Radiation Therapy for Breast Cancer Patients
Radiation therapy is a type of treatment that uses high-energy rays or particles to kill cancer cells. It may be used before or after surgery, or as primary treatment alone. There are two main types of radiation therapy for breast cancer: external beam radiation, which, as it sounds, is administered externally, and brachytherapy, which refers to radiation therapy internally administered. External beam radiation is the most common type of radiation therapy for breast cancer, with the radiation focused by a machine placed outside the body on the area affected by the disease. Physicians will define the extent of radiation needed based on the surgery performed, and if the lymph nodes were affected or not.
Breast cancer radiation therapy is usually given five days a week for about five or six weeks, but in the case of accelerated breast irradiation, larger daily doses are given for about three weeks. A slightly different technique, 3D-conformal radiotherapy, requires the use of a special machine but increases precision and reduces the damage to healthy tissue. Brachytherapy or internal radiation consists of placing a device containing radioactive seeds or pellets directly into breast tissue affected by the cancer. It can be used along with external beam radiation in patients who underwent breast-conserving surgery, or can be used alone. Different types of brachytherapy include interstitial brachytherapy, during which radioactive pellets are introduced by catheters into the affected breast area and remain in place for several days, and intracavitary brachytherapy, in which a device is placed into the space created by the cancer surgery and remains there for the duration of treatment.
Benefits and Risks of Radiation Therapy
The American Cancer Society demonstrates the effectiveness of radiation therapy in killing cancer cells and increasing the success of breast cancer surgery in curing the disease. However, the society also advocates for the choice of treatment. “One study that compared outcomes between intracavitary brachytherapy and whole breast radiation after BCS [breast conserving surgery] found that women treated with brachytherapy were twice as likely to go on to get a mastectomy of the treated breast (most likely because cancer was found again in that breast). The overall risk was still low, however, with about 4% of the women in the brachytherapy group needing mastectomy versus only 2% of the women in the whole breast radiation group,” stated the ACS.
“This study raises questions about whether irradiating only the area around the cancer will reduce the chances of the cancer coming back as much as giving radiation to the whole breast. More studies comparing the 2 approaches are needed to see if brachytherapy should be used instead of whole breast radiation.”

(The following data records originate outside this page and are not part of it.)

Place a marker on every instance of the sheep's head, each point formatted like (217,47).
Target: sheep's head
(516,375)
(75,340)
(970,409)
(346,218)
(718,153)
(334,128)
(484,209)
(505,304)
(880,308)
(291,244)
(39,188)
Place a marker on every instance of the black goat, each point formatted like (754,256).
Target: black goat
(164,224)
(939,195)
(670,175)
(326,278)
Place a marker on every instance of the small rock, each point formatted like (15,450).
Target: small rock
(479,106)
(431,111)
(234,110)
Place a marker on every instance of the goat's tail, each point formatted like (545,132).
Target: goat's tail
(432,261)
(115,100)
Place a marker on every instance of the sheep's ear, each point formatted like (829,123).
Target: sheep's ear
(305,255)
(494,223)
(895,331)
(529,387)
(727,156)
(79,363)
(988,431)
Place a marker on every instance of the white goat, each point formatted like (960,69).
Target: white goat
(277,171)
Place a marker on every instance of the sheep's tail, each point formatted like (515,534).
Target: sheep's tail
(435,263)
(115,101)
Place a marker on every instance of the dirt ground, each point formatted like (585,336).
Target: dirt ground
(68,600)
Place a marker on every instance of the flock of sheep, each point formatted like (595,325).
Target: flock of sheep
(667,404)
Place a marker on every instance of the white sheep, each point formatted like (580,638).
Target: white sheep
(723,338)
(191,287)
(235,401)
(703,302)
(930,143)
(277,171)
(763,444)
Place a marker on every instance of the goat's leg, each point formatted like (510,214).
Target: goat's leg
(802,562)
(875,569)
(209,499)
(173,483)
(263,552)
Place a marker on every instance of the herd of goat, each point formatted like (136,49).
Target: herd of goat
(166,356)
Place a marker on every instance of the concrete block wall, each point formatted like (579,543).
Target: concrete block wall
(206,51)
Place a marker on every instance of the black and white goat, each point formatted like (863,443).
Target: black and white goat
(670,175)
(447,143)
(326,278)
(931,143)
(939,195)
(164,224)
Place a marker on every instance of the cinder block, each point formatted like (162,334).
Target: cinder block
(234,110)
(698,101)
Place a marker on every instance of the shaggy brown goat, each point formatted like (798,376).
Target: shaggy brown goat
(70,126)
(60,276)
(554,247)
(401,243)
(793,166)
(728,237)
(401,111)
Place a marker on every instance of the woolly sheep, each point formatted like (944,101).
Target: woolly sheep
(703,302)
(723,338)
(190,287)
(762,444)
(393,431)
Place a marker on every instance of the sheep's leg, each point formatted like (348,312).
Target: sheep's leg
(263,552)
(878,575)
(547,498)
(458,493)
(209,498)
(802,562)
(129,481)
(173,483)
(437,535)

Like any other treatment, there are risks and potential side effects in radiation therapy. In the case of external beam radiation, the main short-term effects include swelling and heaviness in the breast, skin changes in the treated area, and fatigue. Some patients may notice that their breasts are slightly smaller, which can affect later breast reconstruction. Rarer occurrences include damage to the arm nerves (brachial plexopathy), lymphedema (if treatment includes axillary lymph nodes), weakened ribs and rib fracture, or, in very rare instances, angiosarcoma. In the case of brachytherapy, potential side effects include redness, bruising, breast pain, infection, a breakdown of an area of fat tissue in the breast, as well as rib weakness and fracture.